Keine Ahnung was einen Instagram Look ausmacht liebe Frau Hildebrandt! Ich weiß nur, das die oben abgebildeten Personen so wenig mit dem elenden Leben der Buchautorin und ihren ehemaligen Szenekumpeln gemein haben, wie Sie und ich mit dem finalen "Goldenen Schuss" auf irgend einer versifften Toilette Berlins. Christiane wäre mit den heutzutage konsumierten Stoffen allerdings noch schneller und tiefer gefallen, vor allem körperlich abgewrackter und lebenslang gezeichnet. Schauen Sie sich mal die vorher-nachher-Fotos von christal meth- Konsumenten aus den USA an, mit ihren ausgefallenen Zähnen, offenen Geschwüren und innerhalb kürzester Frist gealtert mit irreparablen Schäden. Aber man kann es inzwischen live vor nahezu jedem deutschen Bahnhof erleben wenn man der Realität einem Instagram-geschönten Abklatsch den Vorzug geben möchte.
PS: Als erstes sollte die Regierung ein Gesetz erlassen, dass auf jedes vertickte Päckchen Stoff so ein Foto drauf muss wie bei den Kippen! Soll helfen!

gabriele bondzio | Di., 23. Februar 2021 - 11:04

Eigentlich sollte der Film (Orginal) ja eher abschreckend auf auf den Einstieg in die Drogenszene wirken. Aber was ich jetzt so gelesen ist eher eine glorifizierende Wirkung herausgekommen.
Der „Drogenbericht in der Pandemie“ zeigt ja auch auf, dass Suchtproblematiken sich verschärft.
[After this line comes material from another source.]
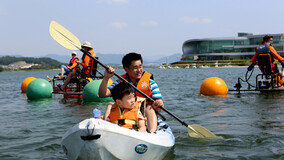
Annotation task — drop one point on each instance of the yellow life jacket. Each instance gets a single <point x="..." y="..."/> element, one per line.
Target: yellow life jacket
<point x="127" y="118"/>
Haben. Wenn Freizeitaktivitäten derart zurückgefahren werden, verschlechtert sich auch die psychische Gesundheit Jugendlicher. Pubertätsbedingte Schwierigkeiten münden dann eher zu einem Griff nach Stimulanzen.
Und dann so ein glorifizierender Abklatsch...

Christoph Wirtz | Di., 23. Februar 2021 - 16:49

Jungschauspieler, die die Maskenbildnerin auf "wild" hergerichtet hat. Selbst die Kleidung sieht eher nach Laufsteg denn nach Gosse aus, sorgsam ausgewählt.